At the ribbon-cutting Monday, Guy Ford, director of legislative affairs for the Ohio Housing Finance Agency, praised the welcoming community that has been created.
"This just feels like home, right here, for the folks that live here. And good for you,” he said. “I wish that every property that we are able to help finance had this welcoming kind of feel to it, and I'm happy for you for that."
Stepping Beyond the Usual
ERS and its partners make a point of creating affordable-living communities where residents have better opportunities to find joy and comfort.
Scott MacDonald, Dayton-based community president of The Huntington National Bank, was impressed with what he saw.
He said Huntington has three stated purposes: helping improve people’s lives, helping businesses thrive, and strengthening communities.
“And it’s projects like this that allow us to live out our purpose. This is what makes banking fun,” he said.
Huntington, Richwood Bank, and CareSource were among the banks involved, along with U.S. Bancorp Community Development Corporation (USBCDC).
ERS says the apartments, like those at its other affordable-living communities, are built to the quality of ones that would rent at market rates.
ERS Vice President of Affordable Living James “Jimmy” Wilson thanked the ERS team members.
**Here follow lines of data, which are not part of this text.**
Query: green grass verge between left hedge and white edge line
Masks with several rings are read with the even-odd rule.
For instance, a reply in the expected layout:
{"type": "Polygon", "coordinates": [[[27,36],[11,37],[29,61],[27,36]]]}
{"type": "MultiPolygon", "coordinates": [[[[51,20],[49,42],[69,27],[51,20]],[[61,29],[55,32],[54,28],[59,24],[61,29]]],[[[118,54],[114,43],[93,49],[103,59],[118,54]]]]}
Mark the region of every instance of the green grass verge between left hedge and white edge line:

“I especially want to thank our dedicated staff at this site for all their work to make the lives of our residents and future residents one filled with freedom, choice and purpose, and to give them an opportunity to thrive,” Wilson said.
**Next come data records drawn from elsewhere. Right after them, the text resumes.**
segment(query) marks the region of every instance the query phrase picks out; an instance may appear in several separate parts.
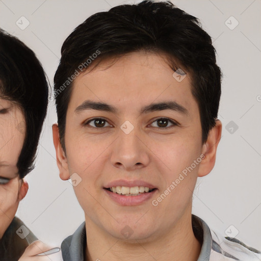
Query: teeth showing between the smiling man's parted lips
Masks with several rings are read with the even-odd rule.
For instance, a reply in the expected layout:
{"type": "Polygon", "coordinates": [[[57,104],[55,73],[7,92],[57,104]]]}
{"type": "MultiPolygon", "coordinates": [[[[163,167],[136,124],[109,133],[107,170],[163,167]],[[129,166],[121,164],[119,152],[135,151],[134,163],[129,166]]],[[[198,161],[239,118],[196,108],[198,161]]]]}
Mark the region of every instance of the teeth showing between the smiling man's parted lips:
{"type": "Polygon", "coordinates": [[[136,187],[131,187],[131,188],[117,186],[117,187],[105,188],[105,189],[112,193],[119,194],[122,196],[139,196],[142,194],[150,193],[155,190],[155,189],[150,189],[148,187],[143,187],[143,186],[139,186],[139,187],[136,186],[136,187]]]}

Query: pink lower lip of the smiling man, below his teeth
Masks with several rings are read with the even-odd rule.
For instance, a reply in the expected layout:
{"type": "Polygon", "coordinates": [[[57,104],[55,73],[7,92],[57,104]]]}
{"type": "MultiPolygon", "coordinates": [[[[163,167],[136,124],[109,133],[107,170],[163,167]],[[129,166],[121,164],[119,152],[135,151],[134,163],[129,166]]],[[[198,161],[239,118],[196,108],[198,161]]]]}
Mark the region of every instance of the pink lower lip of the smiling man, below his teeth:
{"type": "Polygon", "coordinates": [[[157,189],[154,189],[151,192],[147,192],[138,196],[124,196],[119,195],[117,193],[111,192],[107,189],[103,189],[107,193],[107,195],[117,202],[118,204],[122,206],[133,206],[133,205],[139,205],[144,203],[145,201],[149,200],[156,192],[157,189]]]}

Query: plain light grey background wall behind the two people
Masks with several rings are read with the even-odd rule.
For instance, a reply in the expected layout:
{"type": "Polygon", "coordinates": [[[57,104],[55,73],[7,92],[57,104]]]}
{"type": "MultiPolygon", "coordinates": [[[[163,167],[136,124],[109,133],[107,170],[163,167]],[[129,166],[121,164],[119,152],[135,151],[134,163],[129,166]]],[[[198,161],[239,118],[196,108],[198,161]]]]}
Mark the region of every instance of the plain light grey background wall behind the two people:
{"type": "MultiPolygon", "coordinates": [[[[91,14],[122,3],[134,2],[0,0],[0,27],[35,51],[53,86],[65,38],[91,14]],[[16,25],[21,16],[30,22],[24,30],[16,25]]],[[[213,38],[218,65],[224,74],[219,110],[223,133],[216,166],[209,175],[198,179],[193,213],[224,236],[225,230],[233,225],[233,231],[239,230],[238,239],[261,249],[261,1],[173,0],[172,3],[201,20],[213,38]],[[225,24],[230,16],[239,22],[233,30],[225,24]],[[231,120],[239,126],[232,134],[225,128],[231,120]]],[[[236,24],[231,19],[227,22],[230,27],[236,24]]],[[[60,245],[84,221],[84,214],[70,183],[59,178],[51,132],[56,121],[52,102],[36,168],[27,176],[29,192],[21,201],[17,216],[39,239],[60,245]]]]}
“I am very blessed by the residents,” Krimm said. Aside from the tidy community garden surrounded by a tidy picket fence and the community room, “Having the service coordinator is a vital piece of the puzzle,” in helping residents feel welcome, and looking forward to sharing time together, Krimm said.
Bobby Maly, CEO of The Model Group, said his company has worked on about 30 communities with ERS.
“They are a special group who are totally focused on the quality of life of their residents,” he said. “My own grandfather lived in one of their communities (Marjorie P. Lee), and I experienced that first-hand.”